Repression of the protein kinase PIM3 by an mTORC1-regulated microRNA

Abstract

The mechanistic target of rapamycin complex 1 (mTORC1) is a central regulator of cell growth that is often aberrantly activated in cancer. However, mTORC1 inhibitors, such as rapamycin, have limited effectiveness as single agent cancer therapies, with feedback mechanisms inherent to the signaling network thought to diminish the anti-tumor effects of mTORC1 inhibition. The goals of this dissertation were to characterize pro-survival effectors activated upon mTORC1 inhibition, and to determine the functional significance of these downstream targets, including relevance to the development of targeted therapies in combination with mTORC1 inhibitors. I identify the repression of protein kinase and proto-oncogene PIM3 downstream of mTORC1 signaling. PIM3 expression is suppressed in cells with loss of the tuberous sclerosis complex (TSC) tumor suppressors, which exhibit growth factor-independent activation of mTORC1, and in the mouse liver upon feeding-induced activation of mTORC1. Inhibition of mTORC1 with rapamycin induces PIM3 transcript and protein levels in a variety of settings.
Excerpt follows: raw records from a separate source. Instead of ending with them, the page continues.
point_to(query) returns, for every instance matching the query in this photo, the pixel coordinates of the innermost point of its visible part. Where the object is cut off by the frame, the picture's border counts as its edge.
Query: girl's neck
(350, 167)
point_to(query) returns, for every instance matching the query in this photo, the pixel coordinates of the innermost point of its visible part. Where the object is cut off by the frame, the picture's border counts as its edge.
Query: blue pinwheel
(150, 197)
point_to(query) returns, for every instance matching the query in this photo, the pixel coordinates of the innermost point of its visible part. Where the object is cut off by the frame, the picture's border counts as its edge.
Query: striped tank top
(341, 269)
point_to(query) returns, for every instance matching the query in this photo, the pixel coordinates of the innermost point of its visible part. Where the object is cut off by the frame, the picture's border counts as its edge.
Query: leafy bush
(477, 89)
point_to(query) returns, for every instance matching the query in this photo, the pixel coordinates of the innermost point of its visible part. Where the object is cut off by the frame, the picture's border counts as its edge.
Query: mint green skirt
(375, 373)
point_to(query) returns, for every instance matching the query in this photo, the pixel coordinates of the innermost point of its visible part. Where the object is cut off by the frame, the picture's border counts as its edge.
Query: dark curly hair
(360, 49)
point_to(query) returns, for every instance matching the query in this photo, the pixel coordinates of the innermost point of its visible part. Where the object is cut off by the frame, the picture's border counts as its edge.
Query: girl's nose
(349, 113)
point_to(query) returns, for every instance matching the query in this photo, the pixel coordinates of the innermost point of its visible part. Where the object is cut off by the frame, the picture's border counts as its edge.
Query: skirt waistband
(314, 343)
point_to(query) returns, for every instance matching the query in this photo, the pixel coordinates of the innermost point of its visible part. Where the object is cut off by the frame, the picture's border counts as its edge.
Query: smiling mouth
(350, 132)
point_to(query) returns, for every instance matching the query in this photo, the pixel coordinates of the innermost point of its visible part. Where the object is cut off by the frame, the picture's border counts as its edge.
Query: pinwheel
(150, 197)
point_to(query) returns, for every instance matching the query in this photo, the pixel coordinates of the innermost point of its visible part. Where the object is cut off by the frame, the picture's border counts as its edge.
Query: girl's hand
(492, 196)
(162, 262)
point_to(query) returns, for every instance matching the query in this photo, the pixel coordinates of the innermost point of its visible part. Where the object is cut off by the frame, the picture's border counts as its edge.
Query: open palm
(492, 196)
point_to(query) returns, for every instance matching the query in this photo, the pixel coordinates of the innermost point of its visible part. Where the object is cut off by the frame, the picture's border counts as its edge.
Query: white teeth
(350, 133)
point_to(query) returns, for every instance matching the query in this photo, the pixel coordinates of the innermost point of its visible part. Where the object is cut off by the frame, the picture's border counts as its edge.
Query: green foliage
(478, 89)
Suppression of PIM3 involves the sterol regulatory element-binding (SREBP) transcription factors SREBP1 and 2, whose processing and mRNA expression are stimulated by mTORC1 signaling. I found that PIM3 repression is mediated by miR-33, an intronic microRNA encoded within the SREBP loci, the expression of which is decreased with rapamycin. I sought to better understand the functional implications of miR-33 induction by mTORC1, and the subsequent induction of PIM3 upon mTORC1 inhibition. Specifically, I show that PIM inhibition in combination with mTOR inhibitors may be a promising therapy in some cancer settings. I also identify several additional mTORC1-regulated miR-33 targets that contribute to cell survival and metabolism, including PIM1, which is closely related to PIM3. Finally, I explore the metabolic changes affected by PIM inhibition, providing an additional rationale for the regulation of PIM3 by mTORC1. Collectively, these studies identify a pro-survival kinase that is activated upon mTORC1 inhibition while highlighting the importance of further characterization of miR-33 targets altered downstream of mTORC1. Our results will guide future studies of mTORC1-regulated microRNAs and pro-survival pathways, with potential implications for the effects of mTORC1 inhibitors in TSC, cancer, and the many other disease settings influenced by aberrant mTORC1 signaling.